Additionally, all template diagnostics are produced in the same place.
This allows requesting just the template template diagnostics or just
other types of errors.
PR Close#40026
In preparation for in-memory testing infrastructure, the existing Ivy
language service tests are moved to a `legacy` directory. These existing
tests rely on a single integration project in `test/project/app`, which
presents a number of challenges:
* adding extra fields/properties to the integration project for one test
can cause others to fail/flake.
* it's especially difficult to test any cases that require introducing
intentional errors, as those tend to break other tests.
* tests load files from disk, which is slower.
* tests rely on the real built versions of @angular/core and
@angular/common, which makes them both slow to build and require rebuilds
on every compiler change.
* tests share a single tsconfig.json, making it extremely difficult to test
how the language service handles different configuration scenarios (e.g.
different type-checking flags).
PR Close#39594
Test harness `setup()` is expensive, in the order of ~2.5 seconds.
We could speed up `fit()` tests considerably if `setup()` is wrapped
in `beforeAll()` to avoid running it unnecessarily.
PR Close#39305
This PR enables `getSemanticDiagnostics()` to be called on external templates.
Several changes are needed to land this feature:
1. The adapter needs to implement two additional methods:
a. `readResource()`
Load the template from snapshot instead of reading from disk
b. `getModifiedResourceFiles()`
Inform the compiler that external templates have changed so that the
loader could invalidate its internal cache.

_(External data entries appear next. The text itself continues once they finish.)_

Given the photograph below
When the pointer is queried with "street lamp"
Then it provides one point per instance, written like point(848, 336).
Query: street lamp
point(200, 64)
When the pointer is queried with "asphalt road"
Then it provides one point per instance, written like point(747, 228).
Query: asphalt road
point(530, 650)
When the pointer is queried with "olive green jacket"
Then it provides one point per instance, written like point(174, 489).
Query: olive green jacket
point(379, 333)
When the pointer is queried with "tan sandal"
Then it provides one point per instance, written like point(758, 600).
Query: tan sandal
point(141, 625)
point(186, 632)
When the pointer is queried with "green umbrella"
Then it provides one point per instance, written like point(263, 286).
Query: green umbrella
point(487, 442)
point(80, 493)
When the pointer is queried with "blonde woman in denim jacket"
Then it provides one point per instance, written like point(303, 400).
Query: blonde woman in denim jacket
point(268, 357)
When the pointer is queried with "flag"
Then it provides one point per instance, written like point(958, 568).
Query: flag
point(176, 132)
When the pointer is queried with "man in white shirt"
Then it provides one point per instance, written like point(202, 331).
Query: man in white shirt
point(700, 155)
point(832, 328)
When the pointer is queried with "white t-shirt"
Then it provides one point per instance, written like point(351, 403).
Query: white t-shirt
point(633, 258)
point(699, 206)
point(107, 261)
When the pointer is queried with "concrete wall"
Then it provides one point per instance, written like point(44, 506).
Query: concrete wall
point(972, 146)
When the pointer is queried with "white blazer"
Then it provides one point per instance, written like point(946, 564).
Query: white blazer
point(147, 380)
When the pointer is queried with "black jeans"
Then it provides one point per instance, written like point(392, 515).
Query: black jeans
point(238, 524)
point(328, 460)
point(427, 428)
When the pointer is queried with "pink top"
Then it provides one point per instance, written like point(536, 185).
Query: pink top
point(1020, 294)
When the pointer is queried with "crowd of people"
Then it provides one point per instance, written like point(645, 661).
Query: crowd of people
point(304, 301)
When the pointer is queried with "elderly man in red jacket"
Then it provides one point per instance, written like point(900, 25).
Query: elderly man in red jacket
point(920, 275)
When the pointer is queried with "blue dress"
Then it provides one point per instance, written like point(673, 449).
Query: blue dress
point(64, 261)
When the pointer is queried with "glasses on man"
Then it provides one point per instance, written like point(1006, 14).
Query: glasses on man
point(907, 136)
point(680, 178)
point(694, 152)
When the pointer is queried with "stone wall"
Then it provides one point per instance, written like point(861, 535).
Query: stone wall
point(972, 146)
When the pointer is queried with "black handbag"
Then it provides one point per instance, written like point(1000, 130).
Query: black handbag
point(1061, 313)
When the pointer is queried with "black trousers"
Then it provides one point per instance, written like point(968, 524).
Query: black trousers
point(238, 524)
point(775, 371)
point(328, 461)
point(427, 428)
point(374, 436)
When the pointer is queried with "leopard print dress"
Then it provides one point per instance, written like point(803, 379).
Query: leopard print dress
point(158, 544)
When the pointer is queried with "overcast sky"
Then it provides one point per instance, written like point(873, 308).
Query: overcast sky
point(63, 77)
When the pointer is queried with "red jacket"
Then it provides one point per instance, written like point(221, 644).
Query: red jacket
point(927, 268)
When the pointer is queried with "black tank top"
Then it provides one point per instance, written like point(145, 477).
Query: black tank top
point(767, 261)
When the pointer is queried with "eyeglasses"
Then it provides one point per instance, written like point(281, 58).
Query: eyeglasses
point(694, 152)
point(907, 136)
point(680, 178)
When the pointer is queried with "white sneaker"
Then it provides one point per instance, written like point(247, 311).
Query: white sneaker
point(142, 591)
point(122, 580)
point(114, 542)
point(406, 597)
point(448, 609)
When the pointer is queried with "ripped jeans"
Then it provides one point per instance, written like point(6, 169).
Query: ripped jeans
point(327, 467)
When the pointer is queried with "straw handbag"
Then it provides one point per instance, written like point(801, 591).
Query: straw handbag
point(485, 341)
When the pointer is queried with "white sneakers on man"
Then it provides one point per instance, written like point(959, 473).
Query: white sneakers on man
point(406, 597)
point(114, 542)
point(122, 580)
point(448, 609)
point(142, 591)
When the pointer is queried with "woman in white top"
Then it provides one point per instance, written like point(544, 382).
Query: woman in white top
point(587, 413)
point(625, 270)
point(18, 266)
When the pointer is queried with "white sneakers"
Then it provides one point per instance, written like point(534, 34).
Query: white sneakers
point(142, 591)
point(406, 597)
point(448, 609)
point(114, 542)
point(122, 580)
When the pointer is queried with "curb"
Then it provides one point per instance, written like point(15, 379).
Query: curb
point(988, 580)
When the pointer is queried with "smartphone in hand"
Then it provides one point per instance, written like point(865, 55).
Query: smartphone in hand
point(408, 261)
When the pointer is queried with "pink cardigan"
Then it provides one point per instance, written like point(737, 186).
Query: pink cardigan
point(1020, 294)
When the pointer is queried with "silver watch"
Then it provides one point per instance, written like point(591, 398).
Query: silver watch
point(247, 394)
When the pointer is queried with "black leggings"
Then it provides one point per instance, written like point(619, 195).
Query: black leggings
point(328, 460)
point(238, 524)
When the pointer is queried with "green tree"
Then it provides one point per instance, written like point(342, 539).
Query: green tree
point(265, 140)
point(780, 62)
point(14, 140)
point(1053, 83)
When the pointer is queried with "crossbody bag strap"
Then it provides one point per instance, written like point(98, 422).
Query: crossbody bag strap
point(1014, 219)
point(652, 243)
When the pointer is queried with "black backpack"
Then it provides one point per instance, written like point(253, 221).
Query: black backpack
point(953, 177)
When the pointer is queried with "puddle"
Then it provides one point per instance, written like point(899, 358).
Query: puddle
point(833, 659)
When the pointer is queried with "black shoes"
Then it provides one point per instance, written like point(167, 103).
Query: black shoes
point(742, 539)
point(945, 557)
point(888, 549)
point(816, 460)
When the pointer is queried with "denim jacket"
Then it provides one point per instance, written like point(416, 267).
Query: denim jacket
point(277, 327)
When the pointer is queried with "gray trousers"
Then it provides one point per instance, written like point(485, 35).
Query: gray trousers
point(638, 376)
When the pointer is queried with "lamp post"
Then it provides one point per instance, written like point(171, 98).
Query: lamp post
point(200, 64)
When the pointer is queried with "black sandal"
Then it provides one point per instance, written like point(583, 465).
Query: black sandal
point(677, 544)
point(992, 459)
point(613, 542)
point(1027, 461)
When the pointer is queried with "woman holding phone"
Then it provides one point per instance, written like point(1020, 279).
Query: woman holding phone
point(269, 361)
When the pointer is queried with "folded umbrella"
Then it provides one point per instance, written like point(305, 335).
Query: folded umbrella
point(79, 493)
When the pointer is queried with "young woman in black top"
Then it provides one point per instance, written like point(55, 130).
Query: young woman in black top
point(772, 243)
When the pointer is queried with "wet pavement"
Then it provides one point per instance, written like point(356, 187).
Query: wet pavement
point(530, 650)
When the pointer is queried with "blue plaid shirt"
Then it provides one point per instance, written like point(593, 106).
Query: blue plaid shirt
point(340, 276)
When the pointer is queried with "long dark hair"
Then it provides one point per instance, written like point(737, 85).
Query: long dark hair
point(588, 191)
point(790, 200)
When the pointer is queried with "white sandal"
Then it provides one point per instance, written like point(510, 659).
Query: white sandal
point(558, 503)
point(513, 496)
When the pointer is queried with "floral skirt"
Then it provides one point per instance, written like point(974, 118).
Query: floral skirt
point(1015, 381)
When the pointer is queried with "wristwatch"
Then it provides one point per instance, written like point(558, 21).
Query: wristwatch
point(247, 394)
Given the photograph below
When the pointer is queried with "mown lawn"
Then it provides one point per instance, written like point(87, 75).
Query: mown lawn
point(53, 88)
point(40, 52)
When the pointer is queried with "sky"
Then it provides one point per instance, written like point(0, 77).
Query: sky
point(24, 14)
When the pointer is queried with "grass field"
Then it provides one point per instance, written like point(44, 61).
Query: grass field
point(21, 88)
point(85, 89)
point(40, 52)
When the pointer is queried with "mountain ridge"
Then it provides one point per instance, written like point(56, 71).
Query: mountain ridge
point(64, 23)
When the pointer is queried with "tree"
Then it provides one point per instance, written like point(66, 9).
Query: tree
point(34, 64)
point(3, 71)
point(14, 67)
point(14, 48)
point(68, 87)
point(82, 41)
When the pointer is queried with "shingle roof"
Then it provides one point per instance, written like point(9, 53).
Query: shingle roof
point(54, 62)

2. Create `ScriptInfo` for external templates in MockHost.
Prior to this, MockHost only track changes in TypeScript files. Now it
needs to create `ScriptInfo` for external templates as well.
For (1), in order to make sure we don't reload the template if it hasn't
changed, we need to keep track of its version. Since the complexity has
increased, the adapter is refactored into its own class.
PR Close#39065
In many testing scenarios, there is a common pattern:
1. Overwrite template (inline or external)
2. Find cursor position
3. Call one of language service APIs
4. Inspect spans in result
In order to faciliate this pattern, this commit refactors
`MockHost.overwrite()` and `MockHost.overwriteInlineTemplate()` to
allow a faux cursor symbol `¦` to be injected into the template, and
the methods will automatically remove it before updating the script snapshot.
Both methods will return the cursor position and the new text without
the cursor symbol.
This makes testing very convenient. Here's a typical example:
```ts
const {position, text} = mockHost.overwrite('template.html', `{{ ti¦tle }}`);
const quickInfo = ngLS.getQuickInfoAtPosition('template.html', position);
const {start, length} = quickInfo!.textSpan;
expect(text.substring(start, start + length)).toBe('title');
```
PR Close#38552
This commit adds a Compiler interface that wraps the actual ngtsc
compiler. The language-service specific compiler manages multiple
typecheck files using the Project interface, creating and adding
ScriptInfos as necessary.
This commit also adds `overrideInlineTemplate()` method to the mock
service so that we could test the Compiler diagnostics feature.